Beauty companies are taking cues from an unlikely outside industry — toys.
As both industries barrel through the all-important holiday season, a growing number of beauty brands are taking marketing, branding and behavioral cues from toys.
“Beauty is becoming toyified, designed to be collected, displayed, customized and loved, not just used. In this space, products aren’t just functional any longer, they’re characters and companions,” said Nick Mowbray, founder of Zuru, the toy company that also incubates beauty brands Monday Haircare, Daise Beauty and more
“Toys are aging up — ‘kidults’ are more obsessed than ever; just look at the rise of Labubu and collectible culture,” he further explained. “Beauty is aging down, borrowing from play, fantasy and childhood nostalgia. The two worlds are meeting in the middle, where joy, emotional connection, and identity matter more than utility.”
In Zuru’s case, “we have multiple brands that speak to this girl at the beginning of her beauty journey,” said Jaimee Lupton, founder of Zuru’s beauty brands. “Daise Beauty, our Gen Zalpha body care and fragrance brand, has seen insane growth and is on track to be a $200 million brand Year One.”
Lupton credits this to the emotional resonance of the products in addition to performance. “Toyification in beauty isn’t about being cute, it’s emotional engineering,” she said. “Gen Alpha wants vibrant, interactive brand worlds that feel playful, rewarding, and theirs. They’re not playing with their mother’s Barbies anymore.”
It’s a marked shift from the aesthetic trends that dominated five years ago, from minimalist packaging (also known as “blanding”) or overly clinical communications to consumers.
“As the world’s gotten more grim and chaotic, beauty has always been in that category that’s not just about holding up in these times, but a moment of self expression,” said Wendy Liebmann, chief executive officer and founder of WSL Strategic Retail. “Look at the amount of color that’s now in the packaging if you walk into Sephora or Ulta.”
2025 was undoubtedly the year of the Gen Alpha beauty brand — take Evereden, Yes Day and Sincerely Yours — but Liebmann thinks the toy trend is age-agnostic. “This is not just a trend for younger people. It’s that sort of collectibles trend for people when it comes to beauty products. I do think that’s where we’re looking for little treats and happy moments, and I think we’ll see more of it.”

Daise products.
Courtesy of Daise
Pointing to star-shaped acne patches or limited-edition lip glosses, “we see this as some of the continuation of this getting beyond not just the ‘blandness’ of it all but our willingness to take things less seriously, even something serious like acne treatments,” Liebmann continued. “If you look at Lego, and all the things Lego has done from a toy perspective, now adults, teenagers, Gen Zs, Millennials are all collecting Lego as decorative items. I think that happiness, the use of color, the use of fun packaging and containers, and collectibility are all coming out of this.”

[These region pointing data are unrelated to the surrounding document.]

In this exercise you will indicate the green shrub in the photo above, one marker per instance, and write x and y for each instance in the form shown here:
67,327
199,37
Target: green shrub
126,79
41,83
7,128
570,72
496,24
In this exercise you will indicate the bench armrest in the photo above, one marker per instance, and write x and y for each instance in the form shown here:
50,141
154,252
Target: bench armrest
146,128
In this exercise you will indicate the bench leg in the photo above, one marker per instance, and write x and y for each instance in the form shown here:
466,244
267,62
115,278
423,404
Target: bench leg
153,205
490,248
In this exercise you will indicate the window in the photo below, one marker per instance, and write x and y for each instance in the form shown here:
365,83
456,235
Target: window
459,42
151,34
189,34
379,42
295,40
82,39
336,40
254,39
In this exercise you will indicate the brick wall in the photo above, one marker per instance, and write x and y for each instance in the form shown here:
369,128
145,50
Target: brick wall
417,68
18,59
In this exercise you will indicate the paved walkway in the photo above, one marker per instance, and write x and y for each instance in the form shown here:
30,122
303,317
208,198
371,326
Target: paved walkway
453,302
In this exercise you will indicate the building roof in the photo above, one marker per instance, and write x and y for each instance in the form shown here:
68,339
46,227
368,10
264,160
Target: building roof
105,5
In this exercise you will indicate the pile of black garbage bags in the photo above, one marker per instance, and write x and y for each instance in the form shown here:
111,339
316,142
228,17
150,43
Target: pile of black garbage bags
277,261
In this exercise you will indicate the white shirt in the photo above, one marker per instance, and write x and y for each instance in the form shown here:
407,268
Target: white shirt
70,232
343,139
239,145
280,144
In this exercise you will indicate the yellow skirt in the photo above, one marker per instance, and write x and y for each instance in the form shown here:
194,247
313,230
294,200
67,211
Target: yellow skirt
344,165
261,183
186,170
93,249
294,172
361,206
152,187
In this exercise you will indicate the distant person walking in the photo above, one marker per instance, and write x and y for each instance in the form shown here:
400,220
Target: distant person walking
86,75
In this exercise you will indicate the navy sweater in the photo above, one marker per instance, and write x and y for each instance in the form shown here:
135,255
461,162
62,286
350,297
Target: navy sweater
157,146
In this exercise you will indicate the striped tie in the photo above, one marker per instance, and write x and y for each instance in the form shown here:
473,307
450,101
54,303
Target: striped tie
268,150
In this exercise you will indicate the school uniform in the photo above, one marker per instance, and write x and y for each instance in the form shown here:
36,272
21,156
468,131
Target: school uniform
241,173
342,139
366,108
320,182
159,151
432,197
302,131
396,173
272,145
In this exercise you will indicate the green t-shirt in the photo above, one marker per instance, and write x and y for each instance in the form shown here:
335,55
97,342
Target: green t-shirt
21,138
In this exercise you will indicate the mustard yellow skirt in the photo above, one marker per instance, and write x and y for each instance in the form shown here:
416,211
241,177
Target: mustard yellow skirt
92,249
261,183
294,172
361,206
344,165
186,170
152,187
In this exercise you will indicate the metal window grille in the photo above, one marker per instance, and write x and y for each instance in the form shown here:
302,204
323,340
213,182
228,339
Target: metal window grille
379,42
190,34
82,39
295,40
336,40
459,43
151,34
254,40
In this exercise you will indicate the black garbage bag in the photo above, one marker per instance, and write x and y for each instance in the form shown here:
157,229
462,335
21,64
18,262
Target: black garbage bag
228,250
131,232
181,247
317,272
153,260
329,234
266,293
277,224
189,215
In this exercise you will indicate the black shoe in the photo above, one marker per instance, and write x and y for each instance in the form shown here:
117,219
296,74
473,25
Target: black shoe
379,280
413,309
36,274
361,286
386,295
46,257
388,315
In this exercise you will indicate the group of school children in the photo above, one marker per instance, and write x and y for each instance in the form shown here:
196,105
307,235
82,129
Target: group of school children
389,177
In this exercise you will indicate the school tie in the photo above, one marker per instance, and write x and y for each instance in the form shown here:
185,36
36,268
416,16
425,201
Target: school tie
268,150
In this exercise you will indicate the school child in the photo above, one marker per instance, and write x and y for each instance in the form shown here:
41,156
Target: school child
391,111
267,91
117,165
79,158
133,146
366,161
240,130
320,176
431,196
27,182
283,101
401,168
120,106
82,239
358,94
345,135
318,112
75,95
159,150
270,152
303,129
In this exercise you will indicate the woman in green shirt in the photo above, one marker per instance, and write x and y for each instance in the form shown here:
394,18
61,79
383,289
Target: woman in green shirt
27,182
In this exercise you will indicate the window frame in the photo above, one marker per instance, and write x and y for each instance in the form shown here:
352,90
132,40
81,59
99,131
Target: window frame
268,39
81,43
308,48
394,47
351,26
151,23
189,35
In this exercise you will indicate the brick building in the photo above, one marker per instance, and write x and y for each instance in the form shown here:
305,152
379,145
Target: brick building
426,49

Some categories are better poised to benefit from it than others. “In terms of collectibility in packaging, the fragrance drove that for a long time,” Liebmann said. “We’re seeing companies and brands that are saying, ‘how do we use this seasonally for special packaging, how do we make it more collectible, and how do we bring in a younger generation who are used to collecting Legos and other things?’”
Notewrks, the sister brand of Snif that launched Dec. 4, took pages out of the toy playbook for its launch, to much fanfare. “There’s this natural overlap between both categories,” said Bryan Edwards, cofounder and co-chief executive officer of Snif. “They are inherently playful and unserious. I think there’s also this year for nostalgia in both beauty and toys, and tapping into that is inherently human and childlike.”
In the case of Notewrks, “we designed the fragrances themselves to feel fun and collectible,” Edwards said, “and to tell an effective story. That lends itself to music and to color, and even the more playful notes.”
In terms of the three fragrances’ packaging, “there’s a lot of visual cues in the bottle, and in the packaging that lends themselves to a toy-like experience — bright colors on the bottles, caps that look like radio dials. There’s a magnet in the cap, which is rewarding [to use], and the bottle almost looks like a figurine. All of those things lend to a more playful experience.”
Likening it to the Labubu effect for beauty, “I think we’re just at the beginning of it,” Edwards said. “Internally, we’re calling 2026 the year of the toy. From charms, accessorization and people rhinestoning their bottles, the product itself has become a form of self expression and that’s only going to increase over time.”